I co-founded EasyPeasy in 2013, a cryptocurrency exchange platform where users could purchase mining capacity shares and profit from distributed mining operations. This was my first venture as a founder and CTO. It was a deeply formative experience that crystallized my belief in cryptocurrency’s disruptive potential.

The Market Opportunity

In 2013, cryptocurrency mining was exploding, but the barrier to entry was high. Most people couldn’t profitably mine. They lacked the capital for hardware, the electricity to run it, or the technical knowledge to manage operations. Meanwhile, miners with excess compute capacity had no efficient way to monetize it.

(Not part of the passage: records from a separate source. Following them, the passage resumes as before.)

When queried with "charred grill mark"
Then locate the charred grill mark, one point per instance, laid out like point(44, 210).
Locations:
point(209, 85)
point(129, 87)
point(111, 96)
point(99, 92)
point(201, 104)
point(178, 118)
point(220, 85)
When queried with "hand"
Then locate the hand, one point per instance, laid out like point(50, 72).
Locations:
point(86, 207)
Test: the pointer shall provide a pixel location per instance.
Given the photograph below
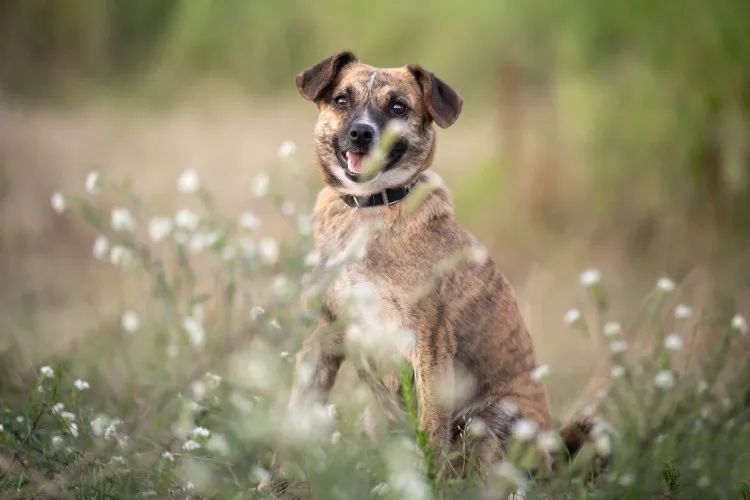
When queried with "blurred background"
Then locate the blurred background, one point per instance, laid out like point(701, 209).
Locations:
point(612, 135)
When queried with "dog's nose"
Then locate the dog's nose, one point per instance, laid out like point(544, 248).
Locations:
point(361, 134)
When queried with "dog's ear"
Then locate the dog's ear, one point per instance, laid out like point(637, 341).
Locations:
point(314, 81)
point(442, 102)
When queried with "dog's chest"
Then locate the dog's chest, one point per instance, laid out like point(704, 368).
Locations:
point(375, 322)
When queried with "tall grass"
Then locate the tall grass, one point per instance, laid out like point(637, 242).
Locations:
point(187, 395)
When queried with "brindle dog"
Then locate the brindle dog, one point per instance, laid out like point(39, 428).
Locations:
point(472, 356)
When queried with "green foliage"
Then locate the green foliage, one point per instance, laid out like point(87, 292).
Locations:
point(199, 406)
point(671, 476)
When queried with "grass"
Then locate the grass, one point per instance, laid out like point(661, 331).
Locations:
point(187, 395)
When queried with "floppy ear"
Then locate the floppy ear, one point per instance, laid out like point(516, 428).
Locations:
point(442, 102)
point(314, 81)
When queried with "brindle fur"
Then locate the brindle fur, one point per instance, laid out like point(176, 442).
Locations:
point(468, 322)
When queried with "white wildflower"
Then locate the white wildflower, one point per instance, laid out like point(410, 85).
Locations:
point(101, 247)
point(159, 228)
point(665, 285)
point(122, 219)
point(664, 380)
point(548, 440)
point(187, 219)
point(626, 479)
point(111, 430)
point(541, 372)
point(335, 437)
point(618, 371)
point(188, 182)
point(287, 209)
point(511, 473)
point(618, 346)
point(410, 484)
point(287, 149)
point(588, 411)
point(201, 432)
point(260, 475)
point(603, 445)
point(682, 311)
point(261, 185)
point(199, 389)
point(218, 444)
point(58, 202)
point(130, 321)
point(739, 324)
point(249, 220)
point(524, 429)
point(572, 316)
point(195, 331)
point(99, 425)
point(281, 286)
point(247, 246)
point(92, 182)
point(673, 342)
point(190, 445)
point(121, 256)
point(81, 385)
point(590, 277)
point(380, 490)
point(304, 224)
point(612, 329)
point(268, 250)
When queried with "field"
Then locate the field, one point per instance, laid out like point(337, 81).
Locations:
point(154, 242)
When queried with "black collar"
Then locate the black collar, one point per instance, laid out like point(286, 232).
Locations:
point(387, 197)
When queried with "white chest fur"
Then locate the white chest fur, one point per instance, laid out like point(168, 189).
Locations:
point(374, 325)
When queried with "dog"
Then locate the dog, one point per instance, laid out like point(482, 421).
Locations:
point(469, 351)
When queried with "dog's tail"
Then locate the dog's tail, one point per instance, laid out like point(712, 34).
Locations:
point(592, 432)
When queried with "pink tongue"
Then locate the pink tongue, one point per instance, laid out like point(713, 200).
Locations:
point(354, 162)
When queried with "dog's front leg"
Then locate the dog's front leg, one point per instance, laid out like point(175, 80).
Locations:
point(433, 368)
point(317, 365)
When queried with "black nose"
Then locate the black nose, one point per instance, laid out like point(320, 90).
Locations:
point(361, 134)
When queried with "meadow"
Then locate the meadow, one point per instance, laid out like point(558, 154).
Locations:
point(156, 182)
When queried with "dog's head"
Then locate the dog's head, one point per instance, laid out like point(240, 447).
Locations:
point(355, 103)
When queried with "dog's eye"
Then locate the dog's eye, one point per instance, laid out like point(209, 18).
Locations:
point(341, 101)
point(398, 109)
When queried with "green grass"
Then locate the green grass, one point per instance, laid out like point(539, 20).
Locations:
point(190, 399)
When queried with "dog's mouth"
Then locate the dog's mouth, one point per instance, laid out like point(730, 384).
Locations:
point(353, 160)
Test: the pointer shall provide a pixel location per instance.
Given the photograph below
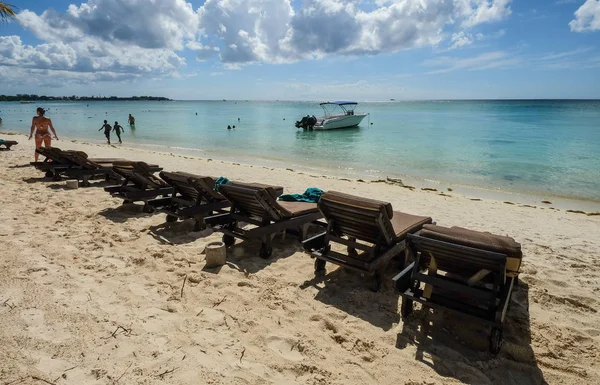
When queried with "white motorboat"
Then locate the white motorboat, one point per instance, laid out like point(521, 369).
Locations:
point(337, 115)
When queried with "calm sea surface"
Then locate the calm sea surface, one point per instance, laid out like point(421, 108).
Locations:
point(548, 147)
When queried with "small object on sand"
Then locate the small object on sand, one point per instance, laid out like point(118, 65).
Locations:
point(215, 254)
point(72, 183)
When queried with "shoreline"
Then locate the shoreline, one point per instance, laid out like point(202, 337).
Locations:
point(92, 291)
point(444, 188)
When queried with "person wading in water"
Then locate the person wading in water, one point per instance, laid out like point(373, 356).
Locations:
point(42, 127)
point(107, 129)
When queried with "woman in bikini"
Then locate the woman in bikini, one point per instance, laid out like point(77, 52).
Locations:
point(41, 125)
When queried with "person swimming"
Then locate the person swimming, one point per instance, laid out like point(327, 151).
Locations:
point(107, 129)
point(117, 129)
point(42, 127)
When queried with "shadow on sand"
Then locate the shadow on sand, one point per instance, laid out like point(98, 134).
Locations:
point(456, 346)
point(244, 255)
point(123, 213)
point(352, 293)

EasyPeasy bridged this gap: we built a centralized exchange (CEX) where miners could offer computing capacity in smaller, affordable packages, and buyers could purchase shares of mining output for profit. Instead of owning expensive hardware, users bought fractional stakes in mining shards. They were essentially purchasing the excess compute capacity at a premium that reflected the profitability differential.

Building the Platform

I led a leadership team of three alongside developing with a small 2-person engineering team while coding myself. We moved with the speed of the early crypto space. Rapid prototyping, continuous improvement, almost debugging in production. The technical stack was well-chosen for 2013: Ruby on Rails for the backend and native mobile development for the frontend.

The platform abstracted all the complexity of mining from users. You didn’t need to understand hash rates, difficulty adjustments, or pool protocols. You simply bought capacity, watched your earnings accrue in real-time, and withdrew whenever you wanted. It was product thinking applied to an emerging technology: making something genuinely difficult easy for regular users.

Operating in the Regulatory Gray

2013 was a fascinating moment in crypto history. There was essentially no regulation. We were operating on the threshold between regulated and unregulated activities, leveraging that ambiguity to move fast and iterate. We weren’t providing the mining capacity ourselves (that eliminated hardware depreciation concerns); we were purely a marketplace connecting supply and demand.

This regulatory freedom was liberating but also clarified the risks we were taking. We were building something genuinely novel in a space with no legal precedent. There was no playbook, no compliance framework, no established practices. Every decision had to be made with awareness that the rules could change overnight.

Why We Stopped

By late 2013, both my commitment and my business partner’s commitment to Orwell Group were consuming most of our time and energy. EasyPeasy demanded founder attention that neither of us could sustain. We made the pragmatic decision to take the platform offline rather than let it stagnate.

We offered the EasyPeasy product suite as a potential alternative offering to Orwell, imagining how this capability might complement their fintech strategy. It didn’t materialize as part of Orwell’s roadmap, but the experience of building it left an indelible mark on my thinking about the convergence of finance and crypto.

A Decade of Crypto Conviction

I’d been exposed to cryptocurrency since 2010-2011, observing its emergence from the sidelines. But building EasyPeasy represented something different: it meant actively acknowledging crypto’s capabilities and the disruptive breakthrough it would bring to finance.

Looking back, this was possibly one of the clearest entrepreneurial opportunities I’ve encountered. The chance to build foundational infrastructure in a technology reshaping finance itself. I never left the space. Every subsequent venture has maintained some connection to crypto or blockchain: from the crypto-fiat bridge at PortIT’s RampX, to the streaming infrastructure at Streamable Finance, to the multi-asset platforms across Ephelia’s portfolio.

EasyPeasy taught me that the best businesses are often built at the intersection of emerging technology and real user problems. The miners had a problem. The capital-constrained users had a problem. We solved for both at once. That pattern has remained central to how I think about building products ever since.